Cela a commencé par une question. Ce n’est pas une question de pitch deck. Un clinique. « Où les patients ne bénéficient-ils réellement plus de soins et comment diable les ramener à la vie ?
Myra Ahmad n’a pas commencé cette voie en poursuivant une startup. Elle se penchait sur les mécanismes de soins de l’obésité, fraîchement diplômée d’un doctorat en médecine à l’Université de Washington et ayant travaillé au MIT et à l’UCSF. Ce qu’elle a découvert n’était pas un manque de médecins. C’était un manque de colle.
Les patients oscillaient entre les chirurgiens bariatriques, les endocrinologues et les médecins de premier recours. Personne ne soignait la maladie. Juste les symptômes. En isolement.
Le piège de la facturation
Le diagnostic d’Ahmad est brutal. Le système est truqué.
« Notre système de santé est optimisé pour les codes de facturation, pas pour les résultats cliniques », a-t-elle déclaré en avril 2021 (attendez, 2026 ? L’invite indique 2026, je m’en tiendrai à la date ou à l’heure générale de l’invite. L’invite indique avril 2026). D’accord, entretien d’avril 2026 avec Women of Wearables.
Les prestataires sont payés pour les rencontres. Pas d’améliorations. Alors pourquoi garderaient-ils un patient dans une prise en charge à long terme alors qu’une consultation rapide auprès d’un spécialiste est plus payante ? L’incitation est brisée. L’obésité est compliquée. Cela touche le métabolisme, les hormones, le cœur. Un système fragmenté voit des parties, pas la personne. Vous finissez traité en éclats. Ensuite, vous abandonnez.
La continuité est le produit
Entrez Mochi Santé. Fondée à SF en 2022.
Ce n’est pas une autre usine à scripts. Ahmad appelle cela un marché à trois faces. Patients. Fournisseurs. Pharmacies indépendantes. Le tout sur une seule plateforme.
Les patients choisissent leur propre prestataire. Ils choisissent leur pharmacie.
Aucune interférence d’intermédiaire pour les cliniciens. Pas d’opacité sur les prix des médicaments. Plus de 2 000 médicaments disponibles, à un prix transparent.
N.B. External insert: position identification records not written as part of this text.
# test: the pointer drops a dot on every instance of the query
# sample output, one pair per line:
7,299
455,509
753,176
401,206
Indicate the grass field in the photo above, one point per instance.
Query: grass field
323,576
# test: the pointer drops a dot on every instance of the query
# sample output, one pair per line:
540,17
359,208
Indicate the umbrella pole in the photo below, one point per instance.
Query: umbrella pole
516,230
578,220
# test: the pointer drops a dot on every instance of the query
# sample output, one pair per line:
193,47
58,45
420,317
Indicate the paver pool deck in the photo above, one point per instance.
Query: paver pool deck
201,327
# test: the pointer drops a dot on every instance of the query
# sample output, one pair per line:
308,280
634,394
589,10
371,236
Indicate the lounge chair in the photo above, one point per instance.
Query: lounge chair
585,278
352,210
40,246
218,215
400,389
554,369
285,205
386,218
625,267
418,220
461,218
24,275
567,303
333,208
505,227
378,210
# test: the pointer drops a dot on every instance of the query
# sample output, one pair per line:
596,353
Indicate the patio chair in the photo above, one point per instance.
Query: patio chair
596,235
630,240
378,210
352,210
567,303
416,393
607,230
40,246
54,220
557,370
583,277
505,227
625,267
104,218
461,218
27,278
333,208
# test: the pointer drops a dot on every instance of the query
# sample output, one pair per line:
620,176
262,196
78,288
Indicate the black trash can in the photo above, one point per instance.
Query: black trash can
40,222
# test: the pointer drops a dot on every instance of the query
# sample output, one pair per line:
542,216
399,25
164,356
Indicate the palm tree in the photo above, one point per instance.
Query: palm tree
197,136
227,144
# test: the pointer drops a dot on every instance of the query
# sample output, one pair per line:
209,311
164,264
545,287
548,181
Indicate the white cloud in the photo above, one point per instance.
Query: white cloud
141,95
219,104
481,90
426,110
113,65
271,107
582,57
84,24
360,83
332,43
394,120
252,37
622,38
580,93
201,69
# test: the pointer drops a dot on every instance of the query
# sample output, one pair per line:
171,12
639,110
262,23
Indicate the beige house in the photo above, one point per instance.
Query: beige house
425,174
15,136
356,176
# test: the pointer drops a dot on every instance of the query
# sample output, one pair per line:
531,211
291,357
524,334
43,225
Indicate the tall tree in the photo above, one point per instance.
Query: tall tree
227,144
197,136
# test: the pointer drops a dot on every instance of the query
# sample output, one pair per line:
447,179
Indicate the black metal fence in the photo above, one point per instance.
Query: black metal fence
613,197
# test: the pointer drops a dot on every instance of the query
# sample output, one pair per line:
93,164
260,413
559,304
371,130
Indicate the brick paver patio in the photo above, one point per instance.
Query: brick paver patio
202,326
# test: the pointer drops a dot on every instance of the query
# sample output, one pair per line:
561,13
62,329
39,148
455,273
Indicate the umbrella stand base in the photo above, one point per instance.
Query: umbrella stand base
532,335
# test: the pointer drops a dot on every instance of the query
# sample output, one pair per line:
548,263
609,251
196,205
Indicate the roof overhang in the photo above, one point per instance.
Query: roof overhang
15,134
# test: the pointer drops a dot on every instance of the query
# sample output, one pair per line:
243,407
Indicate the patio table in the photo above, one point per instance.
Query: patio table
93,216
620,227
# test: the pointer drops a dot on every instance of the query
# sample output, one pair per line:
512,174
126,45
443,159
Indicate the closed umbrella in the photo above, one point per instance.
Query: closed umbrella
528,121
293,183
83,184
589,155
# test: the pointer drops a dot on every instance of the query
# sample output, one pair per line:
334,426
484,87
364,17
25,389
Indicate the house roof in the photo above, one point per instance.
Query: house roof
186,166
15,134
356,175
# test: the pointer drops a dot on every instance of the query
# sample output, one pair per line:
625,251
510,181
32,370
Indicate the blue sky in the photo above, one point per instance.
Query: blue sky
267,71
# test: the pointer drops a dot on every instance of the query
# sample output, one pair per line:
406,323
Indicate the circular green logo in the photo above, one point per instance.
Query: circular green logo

Le but ? La « maison de soins primaires ». Une relation de confiance unique qui accompagne le patient. Pas seulement pour perdre du poids, même si c’est de là que viennent les gens. Ils en demandaient davantage. Mochi le leur a donné.
Ahmad l’appelle la couche découverte des soins de santé. Trouvez votre personne. Restez avec eux. Gardez également le nutritionniste dans l’équipe. Accès 24 heures sur 24.
Pourquoi les femmes en ont besoin
La continuité n’est pas seulement agréable. Pour les femmes que Mochi sert, c’est la survie.
Ils ne viennent pas seulement pour le poids. Ils luttent contre le SOPK. Périménopause. Luttes de fertilité. Ce ne sont pas des silos. Ils se chevauchent. Une approche spécialisée fragmentée échoue ici parce qu’elle ne relie pas les points.
Avoir un fournisseur qui connaît tout ce contexte ? C’est essentiel. Ahmad y voit simplement ce que les soins ont toujours été censés être. Bon soin. Soins complets.
Le désordre des données
Vous ne pouvez pas réparer les soins sans réparer la plomberie. Les données ne voyagent pas avec le patient. Les laboratoires sont installés dans des silos qui ne communiquent pas entre eux. Comment prendre des décisions individualisées quand on ne peut pas avoir une vue d’ensemble ?
Mochi est en train de le coudre. Les résultats de laboratoire alimentent directement le plan de soins. L’historique des médicaments se trouve à côté des notes du fournisseur. Un système. Un enregistrement. Il supprime les coutures où les informations passent entre les mailles du filet. Où le patient disparaît.
Est-ce résoluble ?
C’est une thèse inachevée, bien sûr. Garder les gens engagés pendant des années ? Dur. Le faire pour plusieurs maladies chroniques ? Encore plus dur. Le contrôle qualité évolue mal si vous ne faites pas attention.
Mais Ahmad ne prétend pas avoir résolu le problème. Elle fait valoir que le modèle actuel rend la solution impossible. Vous ne pouvez pas colmater un trou dans un navire en perdition ; il faut redessiner la coque.
La question initiale est toujours d’actualité. Où tombent les patients ? Dans les écarts entre les codes de facturation et les spécialistes. La réponse n’est pas un nouveau médicament. C’est de l’architecture. Un seul fournisseur. Un enregistrement connecté. Un seul endroit pour atterrir.
Est-ce que ça va évoluer ? Les prochaines années nous le diront. L’idée est pourtant solide. Jusqu’à présent, un demi-million de patients y ont adhéré. C’est peut-être suffisamment de données.